Could you survive at the deepest point of the ocean, if there was no water?

To answer this question we first need to know the deepest point in the oceans. The Mariana trench, measuring a depth of 10,910 m below sea level, is the deepest point, and at that depth there is a pressure of 1,068 bar, or around 1000 times the air pressure at sea level. Pretty heavy!

So, we want to know what the air pressure would be at that depth.

The pressure you feel when diving underwater is from the weight of the column of water sitting above you, so we can see that this pressure will be reduced if we remove the column of water and place a column of air there instead.

You can get an idea of how much air we are used to walking around under in day to day life. The definition of the end of the earth’s atmosphere and the beginning of space vary, but every day you have a column of air perhaps 100,000 m high resting on your shoulders, providing the atmospheric air pressure of 1 bar that we are all used to.

So what would the pressure be with an 110,910 m column of air instead? Around 3.66 bar, or 3.66 times atmospheric pressure, which shows just how much less water weighs than air.

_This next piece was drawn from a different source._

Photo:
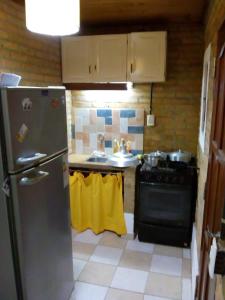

So would a human be able to survive? Well, we have a convenient reference for this. 3.66 bar is the pressure at a depth of approximately 25m underwater, which is towards the deeper end of recreational scuba diving. There are some dangers associated with this, but that’s the topic of another question. It’s a little shallower than the depths at which the excessive pressure starts to cause problems, so you would probably be ok!